CANFAR+Skytree

CANFAR + Skytree is a new capability at the National Research Council's Canadian Astronomy Data Centre, designed for those who

wish to extract useful information from datasets. It is the world's first cloud computing and data mining system for astronomy.

If you are interested in using the system, please contact the author of this page, Nick Ball ( nick.ball at nrc-cnrc.gc.ca ).

Not got time to read the whole page? Download the flyer.

Want more? Check out the webinar.

Introduction
What are CANFAR and Skytree?
Why machine learning?
How to access CANFAR and install and use Skytree
How fast?
Technical specifications
Examples of improved science enabled by data mining
Documentation
Links
Media

Introduction

We have combined:

- CANFAR, the Canadian Astronomy Data Centre's cloud computing system, the first of its kind in the world for astronomy
- Skytree, the world's most advanced machine learning software, capable of scaling to petascale datasets
- Collaboration with the world's largest group dedicated to the development of machine learning algorithms for analyzing large data
- CADC's world leading expertise in infrastructure for handling large astronomy data

and are using it to do science, e.g., with the Next Generation Virgo Cluster Survey, Canada-France-Hawaii Telescope Legacy Survey, and photometric redshifts (galaxy distances) for 13 billion galaxies.

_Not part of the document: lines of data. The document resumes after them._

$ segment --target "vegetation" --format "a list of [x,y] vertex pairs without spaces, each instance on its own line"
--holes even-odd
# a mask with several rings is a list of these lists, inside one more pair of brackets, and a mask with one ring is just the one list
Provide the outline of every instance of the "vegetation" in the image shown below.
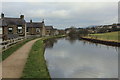
[[29,53],[21,78],[41,78],[43,80],[50,80],[50,75],[44,58],[44,40],[64,36],[65,35],[49,36],[36,41]]
[[95,38],[95,39],[101,39],[101,40],[109,40],[109,41],[117,41],[119,42],[119,37],[118,35],[120,31],[116,32],[108,32],[108,33],[101,33],[101,34],[89,34],[89,37]]
[[40,39],[35,42],[29,53],[22,78],[50,78],[44,59],[44,44]]
[[[34,38],[32,38],[34,39]],[[18,50],[21,46],[23,46],[25,43],[27,43],[28,41],[32,40],[32,39],[26,39],[23,40],[21,42],[18,42],[17,44],[13,45],[12,47],[8,48],[7,50],[2,52],[2,61],[5,60],[8,56],[10,56],[13,52],[15,52],[16,50]]]

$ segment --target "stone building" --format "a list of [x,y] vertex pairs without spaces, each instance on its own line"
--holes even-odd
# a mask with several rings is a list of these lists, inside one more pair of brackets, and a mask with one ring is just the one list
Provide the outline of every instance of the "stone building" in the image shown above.
[[45,24],[42,22],[30,22],[26,23],[27,26],[27,35],[38,35],[45,36]]
[[46,36],[54,35],[53,26],[45,26]]
[[20,15],[19,18],[11,18],[5,17],[2,13],[0,18],[0,30],[3,40],[26,37],[26,22],[24,20],[24,15]]

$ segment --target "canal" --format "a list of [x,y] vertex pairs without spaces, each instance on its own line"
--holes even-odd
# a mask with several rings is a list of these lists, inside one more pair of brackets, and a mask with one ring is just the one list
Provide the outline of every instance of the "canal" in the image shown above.
[[118,47],[60,38],[46,41],[51,78],[117,78]]

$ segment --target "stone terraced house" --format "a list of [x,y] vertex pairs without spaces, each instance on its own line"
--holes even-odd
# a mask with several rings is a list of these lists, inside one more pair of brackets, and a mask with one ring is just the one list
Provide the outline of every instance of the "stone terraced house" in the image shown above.
[[5,17],[2,13],[0,18],[0,30],[3,40],[26,37],[26,22],[24,20],[24,15],[20,15],[19,18],[11,18]]

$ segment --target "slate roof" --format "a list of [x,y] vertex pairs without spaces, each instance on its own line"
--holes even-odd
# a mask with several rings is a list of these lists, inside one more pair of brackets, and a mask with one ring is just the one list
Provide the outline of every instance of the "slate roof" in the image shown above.
[[45,29],[53,29],[53,26],[45,26]]
[[25,20],[21,18],[6,18],[0,19],[0,26],[7,26],[7,25],[24,25]]
[[42,22],[27,22],[26,24],[27,27],[35,27],[35,28],[38,28],[38,27],[41,27],[43,26]]

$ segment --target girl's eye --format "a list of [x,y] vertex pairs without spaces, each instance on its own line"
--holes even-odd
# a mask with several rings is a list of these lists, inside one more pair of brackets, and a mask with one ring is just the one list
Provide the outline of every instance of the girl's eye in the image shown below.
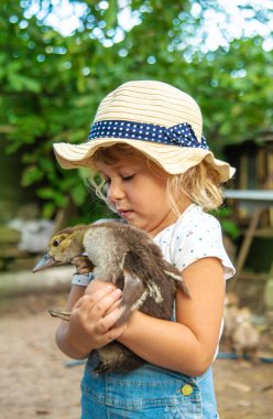
[[130,176],[122,176],[122,181],[131,181],[133,176],[134,174],[131,174]]

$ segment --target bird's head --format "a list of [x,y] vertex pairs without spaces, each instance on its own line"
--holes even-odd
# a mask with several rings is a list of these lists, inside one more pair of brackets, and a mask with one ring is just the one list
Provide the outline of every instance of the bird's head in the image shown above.
[[87,226],[68,227],[56,233],[48,245],[44,257],[33,268],[33,272],[47,269],[53,265],[73,262],[74,258],[81,256],[85,251],[83,239]]

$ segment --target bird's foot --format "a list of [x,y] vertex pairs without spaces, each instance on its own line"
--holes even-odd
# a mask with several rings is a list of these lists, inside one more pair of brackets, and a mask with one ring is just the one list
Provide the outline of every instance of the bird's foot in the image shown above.
[[70,312],[69,311],[50,309],[48,313],[53,318],[58,318],[58,319],[65,320],[67,322],[70,320]]

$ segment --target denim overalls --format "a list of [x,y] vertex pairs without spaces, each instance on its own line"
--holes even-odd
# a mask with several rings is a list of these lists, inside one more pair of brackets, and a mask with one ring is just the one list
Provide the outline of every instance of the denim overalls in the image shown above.
[[152,364],[127,373],[92,374],[88,359],[81,382],[81,419],[219,418],[211,368],[188,377]]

What are CANFAR and Skytree?

CANFAR, led by the University of Victoria and implemented at the Canadian Astronomy Data Centre, aims

To develop an operational system that enables the effective delivery, processing, storage,

analysis and distribution of very large datasets produced by astronomical surveys.

and

The CANFAR platform leverages CANARIE’s high-speed network and cloud computing technologies (in which dynamically scalable and virtual resources are provided as a service over the Internet). CANFAR provides a ‘survey-agnostic’ cloud environment that allows astronomers to effectively process the massive amounts of data generated by highly sophisticated and complex observatories using their own custom software.

The user interacts with the system via a virtual machine, which is exactly as running one's own desktop, or laptop. This means that you can install and run your own code, then run the same code replicated up to 500 times in parallel, hence, 500x faster.

Skytree is the world's most advanced machine learning software. It provides the most well-known algorithms spanning the field of data mining, implemented so that they scale to very large datasets.

Why machine learning?

Supervised Learning

If you possess data for a set of objects for which you know detailed information, and a further set for which you have only a subset of the same measurements, hence less detailed information, supervised learning can predict the detailed information for your larger set.

E.g., galaxy classification 100,000x faster than humans; approximating steps that are too computationally intensive in radiative transfer simulations.

Unsupervised Learning

Supposing instead you have a dataset, with perhaps many measurements per object, and you do not know what populations it contains. Unsupervised learning allows one to objectively find naturally similar populations of objects.

E.g., components of the galaxy Fundamental Plane correspond to different evolutionary histories; discover outliers or new object classes.

Density Estimation

Density estimation is a more general version of a histogram that does not require binning the data.

E.g., selection of quasars candidates from large surveys; modeling the components of a population.

Dimension Reduction

You have a set of objects described by a large number of parameters each. Which parameters are the most important? Dimension reduction provides an objective method of determining this.

E.g., principle component analysis for objective classification of galaxy spectra.

Nearest Neighbours

For each given object within a catalogue, which other objects are most similar to it, and how similar are they?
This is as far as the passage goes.